I have data/rows of multiple key/value pairs with an unknown number of keys -- some overlapping and some not -- that I would like to create a Spark DataFrame from. My ultimate goal is to write CSV from this DataFrame.
I have flexibility with the input data/rows: most readily they are JSON strings, but could be converted, varying by potentially overlapping keys:
{"color":"red", "animal":"fish"}
{"color":"green", "animal":"panda"}
{"color":"red", "animal":"panda", "fruit":"watermelon"}
{"animal":"aardvark"}
{"color":"blue", "fruit":"apple"}
Ideally, I would like to create a DataFrame that looks like this from this data:
-----------------------------
color | animal | fruit
-----------------------------
red | fish | null
green | panda | null
red | panda | watermelon
null | aardvark | null
blue | null | apple
-----------------------------
Of note, data/rows without a particular key are null
, and all keys from the data/rows are represented as columns.
I feel relatively comfortable with many of the Spark basics, but am having trouble envisioning a process for efficiently taking my RDD/DataFrame with key/value pairs -- but an unknown number of columns and keys -- and creating a DataFrame with those keys as columns.
Efficient, in that I would like to avoid, if possible, creating an object where all input rows are held in memory (e.g. a single dictionary).
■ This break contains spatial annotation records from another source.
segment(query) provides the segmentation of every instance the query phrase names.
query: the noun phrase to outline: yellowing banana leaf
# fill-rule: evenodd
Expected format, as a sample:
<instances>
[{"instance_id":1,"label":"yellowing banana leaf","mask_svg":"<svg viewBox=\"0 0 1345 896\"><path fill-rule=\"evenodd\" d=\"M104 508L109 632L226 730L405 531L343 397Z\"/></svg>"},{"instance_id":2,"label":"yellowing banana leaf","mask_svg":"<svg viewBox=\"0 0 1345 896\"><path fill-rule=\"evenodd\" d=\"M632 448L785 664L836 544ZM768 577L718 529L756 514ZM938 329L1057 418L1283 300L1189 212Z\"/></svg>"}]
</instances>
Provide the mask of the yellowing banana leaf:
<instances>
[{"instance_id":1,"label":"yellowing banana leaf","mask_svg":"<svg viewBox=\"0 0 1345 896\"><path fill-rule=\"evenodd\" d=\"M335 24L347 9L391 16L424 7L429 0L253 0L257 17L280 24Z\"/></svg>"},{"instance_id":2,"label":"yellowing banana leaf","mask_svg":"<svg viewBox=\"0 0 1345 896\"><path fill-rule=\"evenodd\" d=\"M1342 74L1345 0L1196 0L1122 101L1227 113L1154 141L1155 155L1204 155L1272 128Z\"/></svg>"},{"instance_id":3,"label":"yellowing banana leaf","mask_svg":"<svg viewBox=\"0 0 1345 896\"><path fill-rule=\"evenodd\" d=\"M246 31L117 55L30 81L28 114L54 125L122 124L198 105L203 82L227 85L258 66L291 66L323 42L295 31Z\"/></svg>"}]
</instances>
With, again, the final goal of writing CSV, where I'm assuming creating a DataFrame is a logical step to that end.
Another wrinkle:
Some of the data will be multivalued, something like:
{"color":"pink", "animal":["fish","mustang"]}
{"color":["orange","purple"], "animal":"panda"}
With a provided delimiter, e.g. /
to avoid collision with ,
for delimiting columns, I would like to delimit these in output for column, e.g.:
------------------------------------
color | animal | fruit
------------------------------------
pink | fish/mustang | null
orange/purple | panda | null
------------------------------------
Once there is an approach for the primary question, I'm confident I can work this part out, but throwing it out there anyhow as it will be a dimension of the problem.